Compiled by Vraj Dani
FDI (Foreign Direct Investment) is an investment made by a company or an individual in one country into business interests located in another country. It is a method of business expansion which involves mergers, acquisitions, and the development of new facilities outside countries. It is essential for both the host nation and investors nation as receive benefits as investors nation get tax benefits and relaxed regulation and host nation gets capital which helps in fueling growth. As per the Organisation for Economic Cooperation and Development (OECD), an investment that is 10 per cent or more from the overseas is considered as foreign direct investment.
The investing country seeks a host country with natural resources, human resources, technology, and ease of establishment.
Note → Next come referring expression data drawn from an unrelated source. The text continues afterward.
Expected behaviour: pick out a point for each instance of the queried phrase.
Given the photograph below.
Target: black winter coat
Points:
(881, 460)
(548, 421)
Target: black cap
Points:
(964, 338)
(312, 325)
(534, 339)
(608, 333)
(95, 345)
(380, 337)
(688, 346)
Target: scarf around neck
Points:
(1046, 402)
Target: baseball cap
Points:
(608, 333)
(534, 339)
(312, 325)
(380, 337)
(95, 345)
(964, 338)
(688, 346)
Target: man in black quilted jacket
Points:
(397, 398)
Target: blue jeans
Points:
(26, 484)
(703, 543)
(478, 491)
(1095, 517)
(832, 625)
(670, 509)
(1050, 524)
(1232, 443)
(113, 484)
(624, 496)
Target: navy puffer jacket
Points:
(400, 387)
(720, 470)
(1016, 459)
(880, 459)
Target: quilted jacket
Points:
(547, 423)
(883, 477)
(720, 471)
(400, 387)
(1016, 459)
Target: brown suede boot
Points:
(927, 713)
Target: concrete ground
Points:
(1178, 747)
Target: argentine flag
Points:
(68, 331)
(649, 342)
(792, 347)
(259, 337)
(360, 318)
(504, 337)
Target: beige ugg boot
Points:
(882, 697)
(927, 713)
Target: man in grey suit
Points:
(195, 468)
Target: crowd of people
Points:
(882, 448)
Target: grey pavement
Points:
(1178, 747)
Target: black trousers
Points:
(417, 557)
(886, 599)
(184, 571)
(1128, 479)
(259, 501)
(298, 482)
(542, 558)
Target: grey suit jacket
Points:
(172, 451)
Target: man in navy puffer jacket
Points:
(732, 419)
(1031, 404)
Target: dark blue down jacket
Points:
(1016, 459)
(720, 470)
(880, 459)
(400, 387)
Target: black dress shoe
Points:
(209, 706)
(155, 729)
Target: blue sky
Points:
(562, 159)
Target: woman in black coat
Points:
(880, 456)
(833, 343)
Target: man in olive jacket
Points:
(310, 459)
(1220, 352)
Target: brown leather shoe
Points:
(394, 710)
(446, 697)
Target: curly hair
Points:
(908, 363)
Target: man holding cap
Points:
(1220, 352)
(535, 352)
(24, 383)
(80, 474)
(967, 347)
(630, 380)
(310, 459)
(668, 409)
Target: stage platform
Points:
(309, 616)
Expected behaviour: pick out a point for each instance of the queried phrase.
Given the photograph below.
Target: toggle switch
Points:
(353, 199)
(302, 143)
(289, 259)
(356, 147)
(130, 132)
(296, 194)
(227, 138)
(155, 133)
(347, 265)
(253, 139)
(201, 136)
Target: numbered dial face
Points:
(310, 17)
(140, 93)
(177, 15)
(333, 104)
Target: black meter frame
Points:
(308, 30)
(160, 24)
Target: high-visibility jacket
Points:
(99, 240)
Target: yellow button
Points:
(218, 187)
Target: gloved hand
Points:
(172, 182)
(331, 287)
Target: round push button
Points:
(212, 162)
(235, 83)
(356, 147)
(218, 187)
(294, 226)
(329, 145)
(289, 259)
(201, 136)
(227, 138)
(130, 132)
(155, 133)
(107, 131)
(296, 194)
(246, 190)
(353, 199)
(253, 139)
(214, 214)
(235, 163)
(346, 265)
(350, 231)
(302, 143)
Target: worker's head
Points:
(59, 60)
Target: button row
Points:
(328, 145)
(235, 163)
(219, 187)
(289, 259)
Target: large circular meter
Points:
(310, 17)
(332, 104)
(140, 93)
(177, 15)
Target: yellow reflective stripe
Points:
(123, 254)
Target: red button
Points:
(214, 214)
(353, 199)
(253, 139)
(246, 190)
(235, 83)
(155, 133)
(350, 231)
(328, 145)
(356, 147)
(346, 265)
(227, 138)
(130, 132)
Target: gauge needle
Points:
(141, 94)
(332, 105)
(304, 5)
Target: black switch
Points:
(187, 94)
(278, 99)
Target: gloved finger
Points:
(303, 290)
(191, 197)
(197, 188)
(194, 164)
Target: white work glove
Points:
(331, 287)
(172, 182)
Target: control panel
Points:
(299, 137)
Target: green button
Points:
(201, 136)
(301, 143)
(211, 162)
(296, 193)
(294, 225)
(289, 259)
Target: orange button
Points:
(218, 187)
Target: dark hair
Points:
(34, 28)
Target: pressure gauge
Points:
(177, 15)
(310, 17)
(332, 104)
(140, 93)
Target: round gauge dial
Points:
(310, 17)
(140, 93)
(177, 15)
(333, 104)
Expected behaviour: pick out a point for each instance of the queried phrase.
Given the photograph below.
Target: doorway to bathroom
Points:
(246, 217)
Investments are openly welcome. Foreign direct investment aims to acquire a majority stake in a foreign company. According to the Organization for Economic Co-operation and Development (OECD), any foreign investor who owns 10% or more of a stake in a company located in another country is called a “perpetual interest.” Foreign direct investment is different from foreign portfolio investment (FPI) The first is the company’s contribution to foreign affairs – for expansion. The latter refers to the purchase of securities belonging to foreign companies.
FDI India
India Today is the part of the top 100 clubs on ease of doing business (EoDB). Total FDI inflows in the country in the last 22 years (April 2000-March 2022) are $847 billion while the total FDI inflows received in the last 8 years (April 2014-March 2022) was $ 523 Billion which amounts to nearly 60% of Total FDI inflow in last 22 Years.
As India is an evolving and flourishing economy, the economy has constantly been surging, and FDI has acted like a sanguine catalyst in the whole process. It fills the gap between investment and savings by working as a bridge. FDI Investment has also provided a major boost in employment as it creates a great range of jobs which is why developing countries tend to attract amore FDI. Higher employment leads to greater earnings, giving the populace more Purchasing power, which benefits the entire country’s economy. Foreign investors are willing to invest in India thanks to favorable policies, a thriving market, subsidized tariffs, preferential tariffs, and relatively low wages.
There are also some other incremental benefits associated with FDI
1. Backward Areas Development
FDI provides opportunity to a country’s backward areas to be transformed into massive industrial outputs or hubs. As a result, the area’s social economy is revived. This technique is exemplified at the Hyundai plant in Sriperumbudur, Tamil Nadu, India.
2. Introduction of new technologies
Foreign investors are willing to invest in India thanks to favourable policies, a thriving market, subsidized tariffs, preferential tariffs, and relatively low wages.
3. Increment in capital flow
FDI also encourages increased capital influx, both in the form of money and materials. Thus, in many aspects, FDI India has improved people’s lives.
4. Formation of a competitive market
FDI also contributes to the formation of a competitive market as it breaks the domestic market monopoly. In addition, it benefits consumers by improving corporate performance and increasing efficiency.
5. Offers detailed information
Investors do not just invest money. They are also involved with the company and can be an advantage as they bring technical expertise, insight and knowledge that allows the company to advance tactics. Considering all the positive aspects of FDI in India, it is definitely beneficial for the Indian economy.